金子氏側の弁護者達の主張を読んでいたら、この判決自体がどうも妙な雰囲気だと思うようになった。
 
壇弁護士の会見の中で出てきた車での例えが大変分かりやすかったですね。
日本国内の公道で合法的に80km/h以上出せる場所はほとんど無いのに、それを大幅に上回る性能の車を販売している(しかもスピードを売り文句にしている車やメーカーもあるでしょう)事はどう説明するのか?(「それはサーキット上で云々」の理屈は、今回の判決での金子氏側の主張が退けられているあたりから考えると妥当な理由とはいえませんしね)
原付も法律上は30km/hなんだから、ちょうど60km/hまで速度を出せるように設計されている上に60km/hまでメーターが刻まれているのは、「速度違反の幇助」って事になるんじゃないの?
 
利用者が著作権法違反が可能な状態を作りその結果違反が多発している事の責任を制作者も負うのであれば、アクセルを踏むだけで公道でも法令速度の2倍以上の速度が出せる車を生産し、年間トンでもない数であろう速度違反者(そしてそれに伴う交通事故死傷者)を生んでいる自動車メーカーがその責任を負わないでよいのはおかしいのではないか?
車の場合は運転者のマナーだとか運転者自身の責任という主張が通るのであれば、ソフトウェアの場合だけその主張が認められないのはどういう事なのか?
Winnyで直接人は死なないが、速度違反の車や改造部品で整備不良状態の車は簡単に人を殺せますよ?
この判決の解釈を当てはめて妄想力を上げていくと、「違法ソフトをダウンロードしているコンピューターの大多数にはWindowsOSが組み込まれていると考えられる」から、このWindowsや制作元のMicrosoft著作権法違反を幇助しているという理論すら成立してしまうのではないか?
さらには、proxy技術、匿名掲示板、出会い系サイト、他にも明らかに違法な利用が認知されている技術やシステムの立場は?
 
つるし上げやすい個人相手だと強気になるような動きもイヤですね。

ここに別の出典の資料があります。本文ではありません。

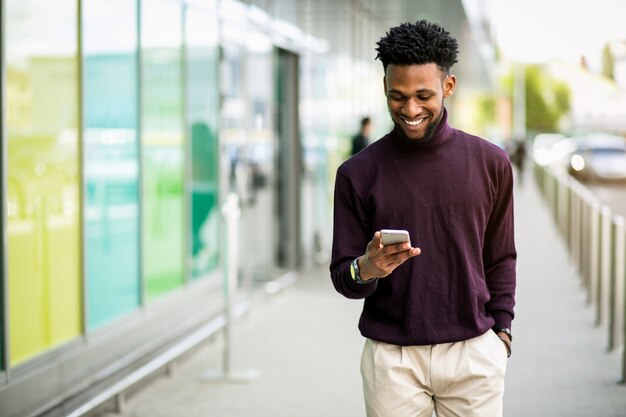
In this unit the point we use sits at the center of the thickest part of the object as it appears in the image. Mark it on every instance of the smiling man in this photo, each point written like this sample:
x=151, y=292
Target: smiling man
x=437, y=312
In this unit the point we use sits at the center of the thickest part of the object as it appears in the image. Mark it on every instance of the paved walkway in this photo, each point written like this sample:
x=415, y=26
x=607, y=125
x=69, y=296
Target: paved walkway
x=305, y=347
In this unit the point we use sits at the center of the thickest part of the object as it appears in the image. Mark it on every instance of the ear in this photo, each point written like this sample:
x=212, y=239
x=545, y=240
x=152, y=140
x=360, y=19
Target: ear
x=449, y=85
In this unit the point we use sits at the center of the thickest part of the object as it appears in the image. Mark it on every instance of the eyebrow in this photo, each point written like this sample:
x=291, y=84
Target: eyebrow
x=420, y=91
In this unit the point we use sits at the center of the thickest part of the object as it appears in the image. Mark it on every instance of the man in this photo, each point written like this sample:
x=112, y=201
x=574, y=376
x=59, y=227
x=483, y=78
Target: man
x=436, y=315
x=361, y=139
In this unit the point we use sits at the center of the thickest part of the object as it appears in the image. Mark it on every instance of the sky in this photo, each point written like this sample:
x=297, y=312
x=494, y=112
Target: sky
x=540, y=30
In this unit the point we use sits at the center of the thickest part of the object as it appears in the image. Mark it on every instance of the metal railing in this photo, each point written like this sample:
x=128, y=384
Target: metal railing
x=596, y=240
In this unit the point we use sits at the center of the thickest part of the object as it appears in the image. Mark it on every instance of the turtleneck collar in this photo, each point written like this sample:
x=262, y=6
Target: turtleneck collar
x=436, y=140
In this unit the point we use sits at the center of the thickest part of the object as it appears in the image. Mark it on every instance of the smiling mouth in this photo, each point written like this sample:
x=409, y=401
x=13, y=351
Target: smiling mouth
x=413, y=122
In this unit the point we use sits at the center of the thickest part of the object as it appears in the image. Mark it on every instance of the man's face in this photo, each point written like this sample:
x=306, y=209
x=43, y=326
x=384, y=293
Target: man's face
x=415, y=95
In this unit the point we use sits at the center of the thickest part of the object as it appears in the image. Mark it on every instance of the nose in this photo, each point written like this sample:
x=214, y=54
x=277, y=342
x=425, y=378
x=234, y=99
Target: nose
x=412, y=107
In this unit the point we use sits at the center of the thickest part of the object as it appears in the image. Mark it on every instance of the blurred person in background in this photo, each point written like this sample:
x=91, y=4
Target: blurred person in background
x=437, y=311
x=361, y=139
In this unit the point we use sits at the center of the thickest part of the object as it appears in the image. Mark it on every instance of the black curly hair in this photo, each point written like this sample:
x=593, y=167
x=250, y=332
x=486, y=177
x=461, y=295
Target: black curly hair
x=416, y=44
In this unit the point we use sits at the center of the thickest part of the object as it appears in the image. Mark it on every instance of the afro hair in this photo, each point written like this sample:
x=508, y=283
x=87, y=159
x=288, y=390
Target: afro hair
x=416, y=44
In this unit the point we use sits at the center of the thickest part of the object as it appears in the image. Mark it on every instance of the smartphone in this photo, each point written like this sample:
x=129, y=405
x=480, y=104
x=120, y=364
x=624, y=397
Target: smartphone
x=393, y=236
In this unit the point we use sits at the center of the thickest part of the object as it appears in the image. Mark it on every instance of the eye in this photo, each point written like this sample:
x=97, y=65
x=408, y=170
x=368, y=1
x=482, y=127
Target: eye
x=396, y=97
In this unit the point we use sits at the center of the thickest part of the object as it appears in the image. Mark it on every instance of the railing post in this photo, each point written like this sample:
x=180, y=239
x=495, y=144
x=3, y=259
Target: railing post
x=231, y=212
x=594, y=251
x=616, y=305
x=602, y=307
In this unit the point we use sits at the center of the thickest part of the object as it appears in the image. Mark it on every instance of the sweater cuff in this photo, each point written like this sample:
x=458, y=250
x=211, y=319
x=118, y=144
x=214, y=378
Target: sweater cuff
x=502, y=318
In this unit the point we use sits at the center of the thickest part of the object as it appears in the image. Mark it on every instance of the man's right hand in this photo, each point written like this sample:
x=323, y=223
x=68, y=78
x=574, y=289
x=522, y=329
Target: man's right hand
x=379, y=261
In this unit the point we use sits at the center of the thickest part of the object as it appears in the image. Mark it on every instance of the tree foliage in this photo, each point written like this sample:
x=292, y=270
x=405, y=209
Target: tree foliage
x=547, y=99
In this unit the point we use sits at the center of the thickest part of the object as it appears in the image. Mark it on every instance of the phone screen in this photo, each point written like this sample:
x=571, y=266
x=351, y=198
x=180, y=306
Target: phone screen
x=394, y=236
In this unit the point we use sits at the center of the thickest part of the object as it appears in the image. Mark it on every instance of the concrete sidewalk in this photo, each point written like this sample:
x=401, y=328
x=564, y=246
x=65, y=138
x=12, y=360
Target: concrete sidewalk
x=305, y=346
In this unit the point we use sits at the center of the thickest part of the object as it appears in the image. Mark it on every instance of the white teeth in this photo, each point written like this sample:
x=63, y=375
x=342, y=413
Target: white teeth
x=413, y=123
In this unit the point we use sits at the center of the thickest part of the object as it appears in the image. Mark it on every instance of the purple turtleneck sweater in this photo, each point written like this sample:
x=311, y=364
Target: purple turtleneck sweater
x=454, y=194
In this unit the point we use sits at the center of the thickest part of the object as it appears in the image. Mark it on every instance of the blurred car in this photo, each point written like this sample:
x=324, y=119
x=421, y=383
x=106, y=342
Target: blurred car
x=598, y=157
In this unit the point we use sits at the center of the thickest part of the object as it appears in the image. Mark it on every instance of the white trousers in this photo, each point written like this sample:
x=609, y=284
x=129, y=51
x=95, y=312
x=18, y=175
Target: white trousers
x=462, y=379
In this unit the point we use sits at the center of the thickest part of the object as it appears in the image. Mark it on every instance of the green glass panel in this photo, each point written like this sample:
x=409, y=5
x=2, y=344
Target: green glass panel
x=202, y=119
x=43, y=213
x=162, y=147
x=111, y=166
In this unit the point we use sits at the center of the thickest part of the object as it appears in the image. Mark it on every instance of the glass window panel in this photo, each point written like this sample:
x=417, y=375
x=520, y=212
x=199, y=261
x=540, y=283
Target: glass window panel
x=162, y=146
x=43, y=182
x=110, y=160
x=202, y=118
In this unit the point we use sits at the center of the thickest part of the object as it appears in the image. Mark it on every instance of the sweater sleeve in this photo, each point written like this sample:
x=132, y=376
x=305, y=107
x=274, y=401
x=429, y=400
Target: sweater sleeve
x=350, y=238
x=499, y=254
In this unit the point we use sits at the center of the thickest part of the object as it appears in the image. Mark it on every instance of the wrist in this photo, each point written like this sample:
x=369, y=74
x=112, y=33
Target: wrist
x=504, y=333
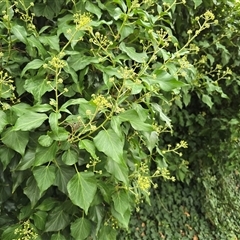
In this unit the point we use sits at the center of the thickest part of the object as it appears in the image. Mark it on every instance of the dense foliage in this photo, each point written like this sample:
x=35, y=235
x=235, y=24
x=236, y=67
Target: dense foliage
x=99, y=98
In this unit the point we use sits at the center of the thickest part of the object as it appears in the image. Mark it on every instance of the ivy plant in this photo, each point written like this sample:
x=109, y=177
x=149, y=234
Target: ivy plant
x=85, y=88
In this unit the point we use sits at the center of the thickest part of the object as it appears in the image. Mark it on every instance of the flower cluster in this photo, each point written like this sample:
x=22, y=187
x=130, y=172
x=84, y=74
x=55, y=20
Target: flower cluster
x=57, y=62
x=25, y=232
x=182, y=144
x=127, y=73
x=6, y=87
x=82, y=21
x=100, y=40
x=101, y=102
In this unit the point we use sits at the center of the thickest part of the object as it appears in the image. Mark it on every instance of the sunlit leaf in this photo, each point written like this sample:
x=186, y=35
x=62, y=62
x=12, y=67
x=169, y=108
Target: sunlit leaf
x=82, y=189
x=44, y=176
x=29, y=121
x=108, y=142
x=16, y=140
x=81, y=228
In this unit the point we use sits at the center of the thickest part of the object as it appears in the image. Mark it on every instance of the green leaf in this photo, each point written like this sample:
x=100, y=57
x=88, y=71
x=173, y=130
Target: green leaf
x=3, y=121
x=29, y=121
x=57, y=220
x=107, y=233
x=15, y=140
x=79, y=61
x=51, y=41
x=45, y=176
x=151, y=140
x=88, y=145
x=70, y=157
x=53, y=121
x=57, y=236
x=9, y=232
x=118, y=170
x=93, y=8
x=37, y=87
x=27, y=160
x=121, y=201
x=135, y=120
x=60, y=135
x=71, y=102
x=197, y=3
x=166, y=81
x=32, y=191
x=46, y=205
x=131, y=52
x=63, y=176
x=108, y=142
x=35, y=64
x=207, y=99
x=45, y=140
x=123, y=219
x=81, y=228
x=45, y=154
x=82, y=189
x=45, y=10
x=20, y=33
x=41, y=107
x=39, y=219
x=126, y=31
x=6, y=156
x=33, y=42
x=162, y=116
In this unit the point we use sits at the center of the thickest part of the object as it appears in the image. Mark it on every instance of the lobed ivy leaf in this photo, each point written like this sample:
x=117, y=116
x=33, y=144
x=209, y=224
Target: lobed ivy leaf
x=16, y=140
x=45, y=140
x=207, y=99
x=197, y=3
x=108, y=142
x=123, y=219
x=29, y=121
x=89, y=146
x=32, y=191
x=57, y=220
x=37, y=87
x=45, y=176
x=6, y=156
x=34, y=64
x=81, y=228
x=82, y=189
x=118, y=170
x=45, y=154
x=20, y=33
x=79, y=61
x=162, y=115
x=107, y=233
x=39, y=219
x=27, y=160
x=121, y=201
x=57, y=236
x=3, y=121
x=63, y=176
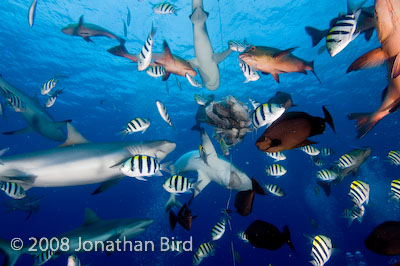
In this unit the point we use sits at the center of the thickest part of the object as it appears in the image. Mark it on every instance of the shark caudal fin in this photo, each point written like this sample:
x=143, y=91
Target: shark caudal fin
x=365, y=122
x=328, y=118
x=316, y=34
x=10, y=256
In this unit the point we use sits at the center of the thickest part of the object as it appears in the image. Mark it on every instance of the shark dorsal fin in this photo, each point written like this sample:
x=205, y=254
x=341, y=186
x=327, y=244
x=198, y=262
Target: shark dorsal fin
x=208, y=146
x=74, y=137
x=90, y=217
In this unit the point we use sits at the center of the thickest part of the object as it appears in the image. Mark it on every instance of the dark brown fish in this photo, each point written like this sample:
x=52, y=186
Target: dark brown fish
x=265, y=235
x=244, y=199
x=184, y=218
x=385, y=239
x=291, y=131
x=282, y=98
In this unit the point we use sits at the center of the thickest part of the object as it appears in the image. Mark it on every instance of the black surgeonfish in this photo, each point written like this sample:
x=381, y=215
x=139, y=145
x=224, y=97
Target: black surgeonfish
x=385, y=239
x=184, y=218
x=265, y=235
x=291, y=131
x=244, y=199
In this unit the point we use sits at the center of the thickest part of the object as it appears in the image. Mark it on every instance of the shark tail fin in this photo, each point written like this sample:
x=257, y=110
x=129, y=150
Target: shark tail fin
x=11, y=256
x=172, y=202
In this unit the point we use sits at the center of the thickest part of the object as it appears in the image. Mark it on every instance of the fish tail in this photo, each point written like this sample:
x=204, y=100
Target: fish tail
x=328, y=118
x=286, y=234
x=365, y=122
x=11, y=256
x=316, y=34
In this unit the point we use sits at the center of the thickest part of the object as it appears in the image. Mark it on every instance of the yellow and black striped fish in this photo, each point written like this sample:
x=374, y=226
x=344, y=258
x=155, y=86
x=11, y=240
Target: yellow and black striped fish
x=276, y=170
x=394, y=157
x=218, y=230
x=359, y=192
x=321, y=250
x=13, y=190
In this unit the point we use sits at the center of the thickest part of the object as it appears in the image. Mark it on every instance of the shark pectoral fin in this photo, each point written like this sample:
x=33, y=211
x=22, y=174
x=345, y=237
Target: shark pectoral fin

こういう警察の面子や一方向の見方だけに偏った裁判が行われていいんでしょうか。
 
そもそも警察内部でWinny使ってる人間が個人情報を含む捜査情報を漏洩させたりしてなかったでしたっけ?まず自分たちが個人情報保護法って法律を厳守してみせろよ、と言いたいですね。
 
 
まあ、本音と建て前ってのがあるのが世の中なんですけれど、なんか後味が悪い。自分もソフトウェアを作る者なので他人事じゃないし。